The Curse of the Goal

sistine_chapelA little while ago I was on my first vacation in years. Many puzzle pieces fit together and my family and I went back to Europe. In Rome we went to see the Sistine Chapel. The Chapel is a part of the Vatican Museum, one of the world’s truly great museums. It would be hard to deny that it is the museum’s crown jewel, but I also could not help but feel that it was something of a curse. It so dominated visitors’ thoughts that some of the finest objects of world culture were, at best, brief distractions as a crush of single-minded humanity flowed toward the chapel. There were few if any chances to pause and reflect on amazing things from the past. After waiting many hours in 95 degree heat in order to get in just before the museum closed, it is hard to deny that there was some sense to that rushing river of humanity. I can’t help though but be saddened at the thought of all that was missed as we moved as fast as we could, shoulder to shoulder, toward the one and only goal.
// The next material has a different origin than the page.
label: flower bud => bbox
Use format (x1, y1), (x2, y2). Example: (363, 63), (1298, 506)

Genealogy can be like that, but it shouldn’t be. There is nothing wrong with having a goal, in fact it is generally a good thing—if it is the right sort of goal. Finding the home village of an elusive immigrant ancestor is a fine goal. Testing the truth of the family story that has had you intrigued for years is a fine goal. We often go into research with a single goal. It can give us focus, but it can also blind us. The more distant the goal is from where we are in our research, the greater the temptation to forge on, full steam ahead, instead of enjoying the farmers and millers, the saints and the scoundrels that we would encounter along the way, if we only took the time. Research should be thorough to be as sure as possible that it is correct, but there is more to it than that. Whatever you might consider the crown jewel of your genealogy to be, a Mayflower passenger, a signer of the Declaration of Independence, or an officer at Waterloo, all those men and women in between have lives and stories worth understanding. Genealogy can be like traveling, it isn’t just the destination that counts, there is also the journey that takes us there. You don’t want to finally reach your Sistine Chapel, look back, and realize that you have no idea how you got there, or what you might have missed along the way.